While some of us would just want to put our feet up and relax, others would be planning outings with friends and family. Whatever the mode chosen to unwind, the fact remains that people will take a much needed break from the stress of work. The very thought of a ‘break’ is utter bliss.

But this bliss is not going to last. After all, Sunday will arrive and bring with it the realisation that holiday is over and it is time to go back to work. After a long break, many find it hard to get back into the working groove. When the heart is still in festive mode, dragging the body and mind to work after a relaxed weekend can be a pain.

“Negative connotation to the whole ‘get back to work’ should be avoided”

Chadrasekhar Mukherjee, CHRO, Bhilosa Industries

Work, however, needs to be done. There are deadlines to be met, meetings to be attended and projects to be delivered. So one has to find one’s work mojo back, and quickly. For the employees, this can be truly challenging after a relaxed and enjoyable weekend, but the organisation as a whole can play a big part to facilitate this. Managers and bosses can do their bit to make this transition back to work smooth and easy.
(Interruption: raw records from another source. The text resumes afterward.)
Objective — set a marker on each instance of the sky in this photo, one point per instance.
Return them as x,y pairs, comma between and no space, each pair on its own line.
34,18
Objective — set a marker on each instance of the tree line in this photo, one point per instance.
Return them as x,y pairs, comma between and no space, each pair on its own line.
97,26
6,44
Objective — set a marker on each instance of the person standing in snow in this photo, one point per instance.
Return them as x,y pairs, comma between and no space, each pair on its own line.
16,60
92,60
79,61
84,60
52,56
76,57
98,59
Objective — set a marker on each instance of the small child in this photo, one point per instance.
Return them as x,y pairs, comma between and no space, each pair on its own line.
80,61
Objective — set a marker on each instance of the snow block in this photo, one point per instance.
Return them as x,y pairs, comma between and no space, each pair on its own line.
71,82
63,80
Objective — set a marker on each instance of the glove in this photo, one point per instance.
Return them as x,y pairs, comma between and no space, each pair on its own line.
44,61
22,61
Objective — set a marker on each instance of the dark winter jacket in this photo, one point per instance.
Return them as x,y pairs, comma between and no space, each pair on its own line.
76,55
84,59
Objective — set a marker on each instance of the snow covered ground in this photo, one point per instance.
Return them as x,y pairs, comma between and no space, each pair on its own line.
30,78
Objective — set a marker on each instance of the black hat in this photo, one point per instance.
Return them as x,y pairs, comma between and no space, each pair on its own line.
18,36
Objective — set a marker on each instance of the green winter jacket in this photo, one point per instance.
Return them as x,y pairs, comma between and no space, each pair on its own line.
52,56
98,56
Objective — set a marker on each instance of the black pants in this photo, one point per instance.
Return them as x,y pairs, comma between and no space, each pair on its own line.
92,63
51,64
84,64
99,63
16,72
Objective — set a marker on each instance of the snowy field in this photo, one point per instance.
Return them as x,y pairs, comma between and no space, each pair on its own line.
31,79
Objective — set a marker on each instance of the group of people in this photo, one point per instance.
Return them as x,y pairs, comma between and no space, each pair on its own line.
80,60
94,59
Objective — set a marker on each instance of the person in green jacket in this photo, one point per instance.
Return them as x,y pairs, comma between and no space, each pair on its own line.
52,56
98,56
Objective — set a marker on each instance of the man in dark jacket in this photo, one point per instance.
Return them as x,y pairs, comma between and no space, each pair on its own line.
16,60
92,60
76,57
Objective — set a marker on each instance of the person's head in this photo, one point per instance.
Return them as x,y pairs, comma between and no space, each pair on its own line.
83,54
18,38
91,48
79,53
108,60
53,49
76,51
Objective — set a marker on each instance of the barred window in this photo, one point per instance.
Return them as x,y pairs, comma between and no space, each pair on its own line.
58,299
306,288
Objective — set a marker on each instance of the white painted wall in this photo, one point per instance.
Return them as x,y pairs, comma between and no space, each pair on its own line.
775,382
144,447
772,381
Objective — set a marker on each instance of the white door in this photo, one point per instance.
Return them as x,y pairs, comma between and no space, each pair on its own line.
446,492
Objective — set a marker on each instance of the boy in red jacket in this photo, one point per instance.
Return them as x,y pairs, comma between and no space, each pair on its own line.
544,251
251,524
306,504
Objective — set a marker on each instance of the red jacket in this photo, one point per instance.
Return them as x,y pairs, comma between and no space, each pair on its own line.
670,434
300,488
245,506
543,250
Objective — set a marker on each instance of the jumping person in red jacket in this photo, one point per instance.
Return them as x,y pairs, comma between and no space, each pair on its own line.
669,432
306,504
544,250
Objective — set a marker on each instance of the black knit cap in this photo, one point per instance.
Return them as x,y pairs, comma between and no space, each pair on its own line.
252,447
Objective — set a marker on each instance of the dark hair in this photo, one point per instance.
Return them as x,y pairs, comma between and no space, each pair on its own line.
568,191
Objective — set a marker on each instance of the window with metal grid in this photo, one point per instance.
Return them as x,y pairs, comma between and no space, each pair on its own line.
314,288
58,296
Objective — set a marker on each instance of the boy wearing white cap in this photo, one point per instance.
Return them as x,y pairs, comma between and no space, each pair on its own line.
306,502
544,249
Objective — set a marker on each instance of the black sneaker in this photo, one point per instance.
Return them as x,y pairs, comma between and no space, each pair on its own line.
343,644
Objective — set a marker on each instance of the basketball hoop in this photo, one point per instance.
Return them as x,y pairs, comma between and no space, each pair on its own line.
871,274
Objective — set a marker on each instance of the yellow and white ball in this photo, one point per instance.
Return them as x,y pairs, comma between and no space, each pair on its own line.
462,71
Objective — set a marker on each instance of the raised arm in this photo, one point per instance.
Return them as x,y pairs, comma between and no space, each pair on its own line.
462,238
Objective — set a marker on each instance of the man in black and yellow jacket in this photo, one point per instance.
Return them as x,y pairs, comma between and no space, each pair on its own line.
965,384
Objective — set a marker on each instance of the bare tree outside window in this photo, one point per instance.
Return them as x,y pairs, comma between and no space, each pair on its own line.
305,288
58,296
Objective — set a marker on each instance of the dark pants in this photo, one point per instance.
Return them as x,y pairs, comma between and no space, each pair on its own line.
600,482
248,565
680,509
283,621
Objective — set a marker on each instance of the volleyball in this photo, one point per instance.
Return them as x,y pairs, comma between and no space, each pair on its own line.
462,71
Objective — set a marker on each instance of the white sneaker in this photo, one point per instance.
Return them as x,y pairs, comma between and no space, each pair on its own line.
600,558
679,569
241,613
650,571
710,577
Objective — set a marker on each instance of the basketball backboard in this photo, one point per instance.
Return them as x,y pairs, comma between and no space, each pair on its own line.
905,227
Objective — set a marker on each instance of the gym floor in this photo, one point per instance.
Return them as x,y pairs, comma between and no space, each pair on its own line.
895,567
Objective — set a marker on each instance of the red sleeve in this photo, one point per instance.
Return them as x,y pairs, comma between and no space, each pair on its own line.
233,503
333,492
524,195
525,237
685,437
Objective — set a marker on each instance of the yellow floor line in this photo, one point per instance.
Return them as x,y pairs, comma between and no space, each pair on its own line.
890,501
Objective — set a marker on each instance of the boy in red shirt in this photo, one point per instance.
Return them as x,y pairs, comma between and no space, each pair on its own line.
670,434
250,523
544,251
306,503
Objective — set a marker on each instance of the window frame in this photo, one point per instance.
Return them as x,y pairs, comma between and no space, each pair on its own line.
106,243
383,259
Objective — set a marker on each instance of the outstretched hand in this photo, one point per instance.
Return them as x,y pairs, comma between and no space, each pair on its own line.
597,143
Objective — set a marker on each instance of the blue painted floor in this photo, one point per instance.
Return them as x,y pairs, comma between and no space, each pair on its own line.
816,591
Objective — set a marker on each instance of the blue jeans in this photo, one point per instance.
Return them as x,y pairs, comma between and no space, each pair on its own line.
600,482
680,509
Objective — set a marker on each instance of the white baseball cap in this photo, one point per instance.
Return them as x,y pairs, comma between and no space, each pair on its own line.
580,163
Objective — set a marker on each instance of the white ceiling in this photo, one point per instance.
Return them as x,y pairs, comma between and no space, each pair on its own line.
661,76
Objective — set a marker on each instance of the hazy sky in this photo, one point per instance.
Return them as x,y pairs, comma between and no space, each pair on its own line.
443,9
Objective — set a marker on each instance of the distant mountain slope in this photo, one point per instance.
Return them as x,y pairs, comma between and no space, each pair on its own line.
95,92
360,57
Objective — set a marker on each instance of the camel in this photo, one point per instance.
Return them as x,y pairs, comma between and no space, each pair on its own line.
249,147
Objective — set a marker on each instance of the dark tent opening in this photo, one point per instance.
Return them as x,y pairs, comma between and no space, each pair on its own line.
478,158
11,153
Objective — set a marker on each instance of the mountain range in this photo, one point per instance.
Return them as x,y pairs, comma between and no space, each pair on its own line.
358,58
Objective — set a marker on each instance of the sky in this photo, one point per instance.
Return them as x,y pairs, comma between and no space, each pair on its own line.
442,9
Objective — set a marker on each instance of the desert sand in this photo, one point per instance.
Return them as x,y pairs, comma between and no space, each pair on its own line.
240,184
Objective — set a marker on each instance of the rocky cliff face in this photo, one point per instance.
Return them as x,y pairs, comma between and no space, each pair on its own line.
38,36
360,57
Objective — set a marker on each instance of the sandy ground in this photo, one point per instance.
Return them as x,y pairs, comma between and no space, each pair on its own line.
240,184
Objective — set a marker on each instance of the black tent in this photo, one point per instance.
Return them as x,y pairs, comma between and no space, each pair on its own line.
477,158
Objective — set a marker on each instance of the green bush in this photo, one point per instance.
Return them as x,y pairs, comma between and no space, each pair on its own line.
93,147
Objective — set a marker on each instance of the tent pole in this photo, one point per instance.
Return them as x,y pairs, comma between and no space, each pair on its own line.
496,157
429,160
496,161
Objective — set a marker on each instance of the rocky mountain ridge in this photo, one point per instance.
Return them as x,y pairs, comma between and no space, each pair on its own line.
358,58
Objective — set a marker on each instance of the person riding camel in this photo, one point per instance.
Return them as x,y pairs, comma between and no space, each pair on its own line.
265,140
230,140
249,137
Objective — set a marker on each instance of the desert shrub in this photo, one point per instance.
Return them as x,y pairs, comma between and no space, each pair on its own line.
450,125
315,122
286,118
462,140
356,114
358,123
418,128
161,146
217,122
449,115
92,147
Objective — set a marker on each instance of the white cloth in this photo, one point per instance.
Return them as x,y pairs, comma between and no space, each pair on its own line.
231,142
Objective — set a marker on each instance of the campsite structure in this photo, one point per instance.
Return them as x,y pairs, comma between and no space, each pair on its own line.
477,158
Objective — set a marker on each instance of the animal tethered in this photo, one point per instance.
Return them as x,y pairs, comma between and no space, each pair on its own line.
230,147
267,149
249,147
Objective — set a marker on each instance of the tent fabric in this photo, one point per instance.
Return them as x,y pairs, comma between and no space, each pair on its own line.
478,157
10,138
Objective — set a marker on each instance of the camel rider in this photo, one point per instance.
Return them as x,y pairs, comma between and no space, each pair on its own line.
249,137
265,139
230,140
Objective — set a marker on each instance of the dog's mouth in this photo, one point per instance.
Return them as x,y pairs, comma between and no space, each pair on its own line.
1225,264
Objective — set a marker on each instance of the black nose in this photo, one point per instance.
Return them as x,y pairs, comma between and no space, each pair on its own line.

Managers today are more than aware of the ‘weekend blues’ phenomenon. In fact, one study suggests that 81 per cent of employees suffer from anxiety on Sunday, needless to say the thought of joining back work after a long weekend is the culprit.

Chadrasekhar Mukherjee, CHRO, Bhilosa Industries, suggests that making the first day of work after a weekend a little easy for the team members is very important. It is natural for people to want a little more time to switch to work mode after a relaxed weekend, especially an extended one. “I personally follow this in my professional life,” says Mukherjee, who avoids getting straight back to long meetings, deadlines and deliverables on the very first day of work.

Rather, he suggests that managers lend their own shoulders to share some of the work burden for the first three days, if required, and give time to the team members to slowly charge themselves up and return to active work mode.

Alex Augustine, chief people officer, Waycool, does not like to directly get back to reviews and P&Ls immediately after a break. “Give some breathing time to the employees,” advises Augustine.

“On the first day after vacations, don’t come to reviews straightway, give some breathing time to the employees”

Alex Augustine, chief people officer, Waycool

There is no dearth of tips and advice online about ways to get back into the groove at work. However, ultimately, it all boils down to emotions. One has to channelise one’s emotions in a way that it does not create conflict.

Augustine recalls that at one of his previous firms, they conducted a ‘feel good’ survey wherein all the employees shared their experiences about what they did that made them feel happy about their vacation. Such an activity offers everyone a chance for a quick recap of the weekend, at work.

Mukherjee’s team follows the practice of creating a memory wall which captures everyone’s pictures and best memories from the vacation. Such activities lighten the mood for the employees and lessen the impact of the weekend blues to a significant extent.

“This helps cushion the ‘vacations are over’ feeling. The negative connotation to the whole ‘get back to work’ is avoided,” shares Mukherjee.

‘Return to office’ after a long break can be a big pain. It runs the risk of undoing all the good that the weekend does to the body and soul. However, with a bit of advance planning with regard to meeting the targets of the coming week and a bit of support from managers and colleagues, settling back into active mode at work can become a lot easier for the employees.